Durante muito tempo, a preocupação com envelhecimento surgia na vida adulta. Depois dos 30 ou dos 40 anos. Portanto, não fazia parte do universo de quem ainda estava lidando com espinhas, escola e pertencimento.
Hoje, contudo, faz. Vejamos: consultórios dermatológicos relatam aumento na procura por tratamentos antienvelhecimento entre jovens de 16 a 24 anos; ao mesmo tempo, produtos “anti-aging” passaram a integrar rotinas cada vez mais precoces.
Termos como baby botox circulam nas redes sociais com naturalidade. A lógica preventiva se tornou discurso dominante: é preciso começar cedo para que os sinais nunca apareçam.
Esse é o fato. O sintoma aparece nas telas.
No TikTok, adolescentes compartilham rotinas rígidas de cuidado com foco em evitar o envelhecimento. Vídeos ensinam a reaplicar protetor solar a cada duas horas “para não envelhecer”. Outros mostram massagens faciais intensas com gua sha, prometendo esculpir o rosto e impedir marcas futuras.
Em um desses vídeos, uma jovem desliza o instrumento pelo rosto com força e afirma: “Comecem cedo. Depois é tarde.”
O medo de envelhecer virou conteúdo. A ansiedade virou tutorial.
A adolescência já é uma fase marcada por insegurança. O corpo muda, a identidade se reorganiza, o olhar do outro ganha mais peso. Quando esse processo acontece sob exposição permanente e comparação constante, a fragilidade aumenta.
O jovem não se vê apenas no espelho. Ele se vê em alta definição, comparado com versões filtradas. O artificial vira referência. O natural começa a parecer insuficiente.
Na clínica, começa a surgir algo que não era comum há alguns anos: adolescentes relatando medo do envelhecimento como preocupação real. Não como fantasia distante, mas como ameaça concreta. Esse deslocamento é significativo.
O que está por trás disso?
Uma cultura que transformou imagem em capital. Curtidas viraram medida de valor. A validação é pública. O julgamento é instantâneo.
E há outro ponto que precisa ser dito com clareza: a juventude é um mercado extremamente lucrativo. Jovens, especialmente os muito jovens, são mais suscetíveis à promessa de pertencimento, à sedução da imagem ideal e ao consumo como solução de insegurança. A indústria sabe disso. As plataformas sabem disso. E operam sobre isso.
E aqui entramos no risco coletivo.
Os dados sobre saúde mental entre adolescentes mostram aumento consistente de ansiedade e depressão. A pressão por desempenho, imagem e validação digital está entre os fatores associados a esse crescimento.

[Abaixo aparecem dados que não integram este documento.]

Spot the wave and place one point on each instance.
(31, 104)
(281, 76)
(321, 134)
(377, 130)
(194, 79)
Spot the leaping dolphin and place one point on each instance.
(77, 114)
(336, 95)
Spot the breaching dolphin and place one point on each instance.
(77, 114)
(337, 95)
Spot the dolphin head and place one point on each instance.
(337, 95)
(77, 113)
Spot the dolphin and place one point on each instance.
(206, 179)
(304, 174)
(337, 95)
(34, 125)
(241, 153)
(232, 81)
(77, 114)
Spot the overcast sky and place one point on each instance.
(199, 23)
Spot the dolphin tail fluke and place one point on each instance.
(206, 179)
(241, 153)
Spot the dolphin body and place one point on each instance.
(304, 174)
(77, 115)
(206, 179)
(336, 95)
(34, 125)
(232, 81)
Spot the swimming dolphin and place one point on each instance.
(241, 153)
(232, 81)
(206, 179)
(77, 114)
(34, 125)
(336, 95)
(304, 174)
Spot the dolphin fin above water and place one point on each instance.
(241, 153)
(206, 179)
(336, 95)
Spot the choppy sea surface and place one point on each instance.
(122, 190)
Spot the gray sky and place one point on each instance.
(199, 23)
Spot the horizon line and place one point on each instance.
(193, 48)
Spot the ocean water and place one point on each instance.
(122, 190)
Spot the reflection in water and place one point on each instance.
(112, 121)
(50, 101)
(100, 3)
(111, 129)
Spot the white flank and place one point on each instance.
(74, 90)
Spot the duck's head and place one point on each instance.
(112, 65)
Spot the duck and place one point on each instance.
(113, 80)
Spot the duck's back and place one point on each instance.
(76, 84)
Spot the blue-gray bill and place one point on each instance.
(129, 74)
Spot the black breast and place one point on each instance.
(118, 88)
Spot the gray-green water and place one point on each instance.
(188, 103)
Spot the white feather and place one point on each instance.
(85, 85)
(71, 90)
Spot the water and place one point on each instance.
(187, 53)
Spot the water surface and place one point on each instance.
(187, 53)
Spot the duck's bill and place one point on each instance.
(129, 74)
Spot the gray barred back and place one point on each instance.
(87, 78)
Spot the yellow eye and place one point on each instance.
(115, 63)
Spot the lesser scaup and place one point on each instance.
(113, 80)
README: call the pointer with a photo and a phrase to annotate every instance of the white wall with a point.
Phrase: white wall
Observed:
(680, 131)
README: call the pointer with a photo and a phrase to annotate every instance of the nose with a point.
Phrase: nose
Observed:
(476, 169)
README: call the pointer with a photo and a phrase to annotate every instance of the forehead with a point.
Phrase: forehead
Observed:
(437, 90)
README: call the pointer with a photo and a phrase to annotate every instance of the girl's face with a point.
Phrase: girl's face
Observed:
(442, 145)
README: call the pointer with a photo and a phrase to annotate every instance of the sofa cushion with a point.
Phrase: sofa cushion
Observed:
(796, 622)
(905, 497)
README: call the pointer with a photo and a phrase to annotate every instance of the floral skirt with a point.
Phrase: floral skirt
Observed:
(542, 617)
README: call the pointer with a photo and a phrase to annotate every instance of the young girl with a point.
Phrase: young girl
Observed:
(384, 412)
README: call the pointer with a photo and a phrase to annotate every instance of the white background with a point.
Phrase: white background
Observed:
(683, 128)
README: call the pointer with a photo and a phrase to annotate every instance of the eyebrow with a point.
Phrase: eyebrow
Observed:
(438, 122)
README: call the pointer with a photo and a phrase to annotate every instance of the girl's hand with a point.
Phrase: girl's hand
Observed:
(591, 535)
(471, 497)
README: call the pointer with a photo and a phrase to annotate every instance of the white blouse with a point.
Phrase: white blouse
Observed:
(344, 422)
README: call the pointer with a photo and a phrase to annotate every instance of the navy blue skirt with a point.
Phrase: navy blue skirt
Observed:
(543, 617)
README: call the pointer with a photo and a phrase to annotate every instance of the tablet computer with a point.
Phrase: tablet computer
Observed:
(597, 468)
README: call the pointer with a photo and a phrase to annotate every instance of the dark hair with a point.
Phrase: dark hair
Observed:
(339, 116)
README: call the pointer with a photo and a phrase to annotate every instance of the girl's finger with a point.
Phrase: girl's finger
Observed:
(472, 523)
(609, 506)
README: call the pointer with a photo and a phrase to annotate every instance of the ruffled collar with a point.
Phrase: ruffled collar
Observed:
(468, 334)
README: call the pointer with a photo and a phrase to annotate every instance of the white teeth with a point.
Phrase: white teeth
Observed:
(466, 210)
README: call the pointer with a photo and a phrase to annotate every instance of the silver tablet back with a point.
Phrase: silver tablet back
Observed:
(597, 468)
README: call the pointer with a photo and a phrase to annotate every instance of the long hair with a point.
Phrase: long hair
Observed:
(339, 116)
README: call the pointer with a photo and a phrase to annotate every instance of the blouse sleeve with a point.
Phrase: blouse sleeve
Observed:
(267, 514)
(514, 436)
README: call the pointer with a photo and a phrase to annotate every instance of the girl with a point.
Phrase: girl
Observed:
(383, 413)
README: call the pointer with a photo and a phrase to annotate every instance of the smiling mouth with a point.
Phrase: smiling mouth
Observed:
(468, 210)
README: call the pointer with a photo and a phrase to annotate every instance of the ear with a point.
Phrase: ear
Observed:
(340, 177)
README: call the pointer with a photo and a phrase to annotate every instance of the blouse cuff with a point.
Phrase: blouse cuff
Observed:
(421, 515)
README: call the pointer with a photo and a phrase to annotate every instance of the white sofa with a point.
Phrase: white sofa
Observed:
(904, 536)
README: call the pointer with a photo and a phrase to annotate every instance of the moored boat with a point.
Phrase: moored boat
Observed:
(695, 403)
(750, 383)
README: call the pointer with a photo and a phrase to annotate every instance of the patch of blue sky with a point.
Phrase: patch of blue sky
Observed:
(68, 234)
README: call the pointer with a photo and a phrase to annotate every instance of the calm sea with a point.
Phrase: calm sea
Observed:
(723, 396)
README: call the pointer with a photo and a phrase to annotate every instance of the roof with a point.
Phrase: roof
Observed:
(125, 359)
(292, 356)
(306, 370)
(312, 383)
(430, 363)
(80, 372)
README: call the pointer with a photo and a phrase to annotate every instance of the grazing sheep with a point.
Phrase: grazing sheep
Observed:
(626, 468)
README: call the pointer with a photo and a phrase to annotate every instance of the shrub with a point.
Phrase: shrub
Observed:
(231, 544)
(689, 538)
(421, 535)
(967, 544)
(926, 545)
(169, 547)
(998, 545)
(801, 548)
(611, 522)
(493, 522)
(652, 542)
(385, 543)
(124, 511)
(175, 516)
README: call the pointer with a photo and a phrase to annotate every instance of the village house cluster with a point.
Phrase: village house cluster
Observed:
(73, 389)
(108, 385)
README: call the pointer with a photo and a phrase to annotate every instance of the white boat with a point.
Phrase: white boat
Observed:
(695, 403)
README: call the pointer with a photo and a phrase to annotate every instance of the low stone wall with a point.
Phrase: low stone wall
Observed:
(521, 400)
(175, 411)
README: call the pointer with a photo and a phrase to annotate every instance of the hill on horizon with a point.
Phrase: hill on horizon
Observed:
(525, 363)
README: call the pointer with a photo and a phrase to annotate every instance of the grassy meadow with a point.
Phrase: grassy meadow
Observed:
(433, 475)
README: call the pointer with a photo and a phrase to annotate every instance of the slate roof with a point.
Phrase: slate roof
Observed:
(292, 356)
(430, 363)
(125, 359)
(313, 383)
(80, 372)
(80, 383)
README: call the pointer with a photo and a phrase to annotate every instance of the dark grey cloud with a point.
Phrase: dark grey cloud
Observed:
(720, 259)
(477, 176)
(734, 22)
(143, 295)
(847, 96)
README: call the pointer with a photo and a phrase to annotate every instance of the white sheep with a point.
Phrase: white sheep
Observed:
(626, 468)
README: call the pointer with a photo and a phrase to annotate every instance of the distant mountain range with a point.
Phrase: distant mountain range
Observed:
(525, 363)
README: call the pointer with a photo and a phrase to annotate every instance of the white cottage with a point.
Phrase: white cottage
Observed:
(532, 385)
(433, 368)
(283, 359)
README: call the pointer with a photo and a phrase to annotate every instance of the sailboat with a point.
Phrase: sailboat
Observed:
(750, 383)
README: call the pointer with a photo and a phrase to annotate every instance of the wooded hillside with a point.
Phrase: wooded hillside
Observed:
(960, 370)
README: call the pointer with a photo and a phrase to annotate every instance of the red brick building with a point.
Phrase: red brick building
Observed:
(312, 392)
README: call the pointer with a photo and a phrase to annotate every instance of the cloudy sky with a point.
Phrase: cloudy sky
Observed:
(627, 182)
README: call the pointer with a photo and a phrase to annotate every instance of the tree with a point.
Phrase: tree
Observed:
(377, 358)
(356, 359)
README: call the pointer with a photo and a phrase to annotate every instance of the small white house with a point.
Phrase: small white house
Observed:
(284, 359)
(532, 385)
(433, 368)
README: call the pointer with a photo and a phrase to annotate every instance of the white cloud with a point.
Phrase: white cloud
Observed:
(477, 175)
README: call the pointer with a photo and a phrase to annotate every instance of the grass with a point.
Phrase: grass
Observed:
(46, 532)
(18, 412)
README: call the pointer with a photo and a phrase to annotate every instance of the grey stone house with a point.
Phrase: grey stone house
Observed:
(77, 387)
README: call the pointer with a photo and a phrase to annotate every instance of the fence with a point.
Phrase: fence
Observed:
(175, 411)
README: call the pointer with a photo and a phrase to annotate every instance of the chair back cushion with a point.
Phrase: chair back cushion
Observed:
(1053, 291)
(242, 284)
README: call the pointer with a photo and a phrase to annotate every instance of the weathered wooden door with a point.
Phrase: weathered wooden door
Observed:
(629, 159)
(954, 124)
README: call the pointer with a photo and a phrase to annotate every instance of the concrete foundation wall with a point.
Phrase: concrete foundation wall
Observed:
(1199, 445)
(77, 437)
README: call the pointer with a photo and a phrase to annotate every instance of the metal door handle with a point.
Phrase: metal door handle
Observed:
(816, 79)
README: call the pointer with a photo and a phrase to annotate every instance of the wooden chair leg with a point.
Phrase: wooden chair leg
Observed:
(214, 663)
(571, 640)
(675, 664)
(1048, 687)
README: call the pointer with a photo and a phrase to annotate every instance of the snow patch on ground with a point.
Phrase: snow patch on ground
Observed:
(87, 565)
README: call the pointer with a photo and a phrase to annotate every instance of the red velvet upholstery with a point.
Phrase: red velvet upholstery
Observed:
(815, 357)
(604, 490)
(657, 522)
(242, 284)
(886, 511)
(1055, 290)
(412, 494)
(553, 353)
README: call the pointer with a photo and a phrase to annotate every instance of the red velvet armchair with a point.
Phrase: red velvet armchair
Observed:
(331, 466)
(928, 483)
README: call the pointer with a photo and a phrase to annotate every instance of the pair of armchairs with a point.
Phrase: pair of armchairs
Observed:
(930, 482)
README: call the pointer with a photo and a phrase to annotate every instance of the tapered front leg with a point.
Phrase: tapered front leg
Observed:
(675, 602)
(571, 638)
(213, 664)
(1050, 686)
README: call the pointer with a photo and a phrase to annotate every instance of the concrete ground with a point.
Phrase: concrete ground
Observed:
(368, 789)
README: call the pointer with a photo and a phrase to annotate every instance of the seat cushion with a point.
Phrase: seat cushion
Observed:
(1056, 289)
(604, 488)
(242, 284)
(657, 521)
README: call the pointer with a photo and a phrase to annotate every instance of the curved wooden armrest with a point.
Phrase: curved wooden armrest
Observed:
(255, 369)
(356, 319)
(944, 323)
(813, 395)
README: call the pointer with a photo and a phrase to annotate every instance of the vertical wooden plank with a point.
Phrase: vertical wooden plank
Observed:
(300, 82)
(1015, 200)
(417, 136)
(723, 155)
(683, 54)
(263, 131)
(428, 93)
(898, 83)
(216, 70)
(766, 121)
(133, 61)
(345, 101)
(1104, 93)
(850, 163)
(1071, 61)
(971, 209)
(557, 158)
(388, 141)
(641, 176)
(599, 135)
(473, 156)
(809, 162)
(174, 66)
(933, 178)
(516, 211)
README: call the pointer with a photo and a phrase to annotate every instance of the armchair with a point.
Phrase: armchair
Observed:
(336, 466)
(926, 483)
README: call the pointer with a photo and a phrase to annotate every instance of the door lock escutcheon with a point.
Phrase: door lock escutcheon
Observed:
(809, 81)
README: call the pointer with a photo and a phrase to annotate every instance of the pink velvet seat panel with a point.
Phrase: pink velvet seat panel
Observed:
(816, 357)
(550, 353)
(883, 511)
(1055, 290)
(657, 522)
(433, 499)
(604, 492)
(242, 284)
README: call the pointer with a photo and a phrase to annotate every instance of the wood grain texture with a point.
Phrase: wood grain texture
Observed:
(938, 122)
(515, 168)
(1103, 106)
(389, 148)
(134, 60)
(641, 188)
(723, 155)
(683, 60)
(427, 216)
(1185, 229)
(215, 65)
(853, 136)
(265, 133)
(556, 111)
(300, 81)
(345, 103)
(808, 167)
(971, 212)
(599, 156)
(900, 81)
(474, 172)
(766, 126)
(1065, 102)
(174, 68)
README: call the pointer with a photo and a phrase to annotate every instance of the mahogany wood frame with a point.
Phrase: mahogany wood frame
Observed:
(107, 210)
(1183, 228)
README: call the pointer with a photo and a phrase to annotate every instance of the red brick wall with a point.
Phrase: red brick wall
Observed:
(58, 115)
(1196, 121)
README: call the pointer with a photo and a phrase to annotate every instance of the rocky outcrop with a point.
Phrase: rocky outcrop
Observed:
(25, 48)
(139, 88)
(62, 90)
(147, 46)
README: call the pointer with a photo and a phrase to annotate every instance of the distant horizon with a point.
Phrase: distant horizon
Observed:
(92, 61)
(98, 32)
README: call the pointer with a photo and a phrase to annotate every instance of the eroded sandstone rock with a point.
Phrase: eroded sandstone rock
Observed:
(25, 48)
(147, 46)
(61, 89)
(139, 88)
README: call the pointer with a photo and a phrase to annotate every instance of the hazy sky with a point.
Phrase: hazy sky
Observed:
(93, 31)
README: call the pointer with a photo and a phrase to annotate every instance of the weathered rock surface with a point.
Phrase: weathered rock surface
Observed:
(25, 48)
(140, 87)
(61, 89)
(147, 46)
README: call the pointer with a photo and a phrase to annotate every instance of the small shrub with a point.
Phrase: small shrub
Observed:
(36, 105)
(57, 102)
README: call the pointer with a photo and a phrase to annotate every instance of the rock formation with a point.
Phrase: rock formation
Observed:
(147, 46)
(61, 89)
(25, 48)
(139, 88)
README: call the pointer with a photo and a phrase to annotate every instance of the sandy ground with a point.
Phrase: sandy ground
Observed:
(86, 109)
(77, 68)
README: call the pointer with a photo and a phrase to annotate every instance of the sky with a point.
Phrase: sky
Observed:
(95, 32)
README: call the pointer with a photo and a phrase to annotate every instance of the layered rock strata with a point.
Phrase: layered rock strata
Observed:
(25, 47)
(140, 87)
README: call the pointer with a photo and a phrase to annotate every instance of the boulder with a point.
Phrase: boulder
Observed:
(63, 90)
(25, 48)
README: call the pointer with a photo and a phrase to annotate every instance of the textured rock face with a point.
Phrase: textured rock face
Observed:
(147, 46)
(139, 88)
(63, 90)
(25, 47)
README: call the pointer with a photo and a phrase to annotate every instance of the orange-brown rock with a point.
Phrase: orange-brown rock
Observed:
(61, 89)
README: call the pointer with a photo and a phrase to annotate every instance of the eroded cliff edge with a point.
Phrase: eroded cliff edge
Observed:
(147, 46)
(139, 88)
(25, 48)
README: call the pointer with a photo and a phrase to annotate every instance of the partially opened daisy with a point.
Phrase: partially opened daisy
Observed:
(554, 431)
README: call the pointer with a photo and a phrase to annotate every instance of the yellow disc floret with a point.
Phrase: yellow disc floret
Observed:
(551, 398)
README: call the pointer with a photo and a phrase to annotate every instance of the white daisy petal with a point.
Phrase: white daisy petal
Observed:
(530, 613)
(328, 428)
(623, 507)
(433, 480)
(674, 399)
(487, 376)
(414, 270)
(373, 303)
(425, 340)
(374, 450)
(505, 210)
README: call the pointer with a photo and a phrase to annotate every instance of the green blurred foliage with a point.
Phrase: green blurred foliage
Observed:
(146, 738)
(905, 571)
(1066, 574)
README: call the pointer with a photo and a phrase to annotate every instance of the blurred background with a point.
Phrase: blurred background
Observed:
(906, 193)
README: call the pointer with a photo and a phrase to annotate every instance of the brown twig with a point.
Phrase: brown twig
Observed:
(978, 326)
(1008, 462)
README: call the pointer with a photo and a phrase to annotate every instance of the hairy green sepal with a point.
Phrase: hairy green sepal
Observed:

Transtornos alimentares, como anorexia e bulimia, frequentemente envolvem uma relação rígida e persecutória com o corpo. A tentativa de controle absoluto pode evoluir para sofrimento grave. Em quadros mais severos, pode surgir distorção significativa da percepção corporal — um afastamento do real que, em situações extremas, assume contornos psicóticos.
Não estamos falando apenas de estética. Estamos falando de adoecimento.
A adolescência é uma travessia exigente. Acrescentar a ela a obrigação de combater o tempo antes mesmo de vivê-lo é impor uma carga desnecessária.
O que podemos fazer? Primeiro, parar de tratar isso como simples vaidade juvenil. Segundo, pais precisam refletir antes de autorizar intervenções precoces. Autoestima não se constrói apenas ajustando aparência. Terceiro, médicos precisam sustentar critérios técnicos e éticos claros, mesmo diante da demanda crescente. E, por fim, nós, como sociedade, precisamos questionar o padrão que estamos naturalizando.
Cuidar da aparência é legítimo. O problema começa quando a aparência vira identidade. Quando juventude deixa de ser fase e passa a ser obrigação permanente.
Rugas que nunca existiram não deveriam ser urgência. Mas, se não houver consciência coletiva, o sofrimento que estamos produzindo pode se tornar o novo normal.
E isso já não é apenas questão estética. É questão de saúde pública.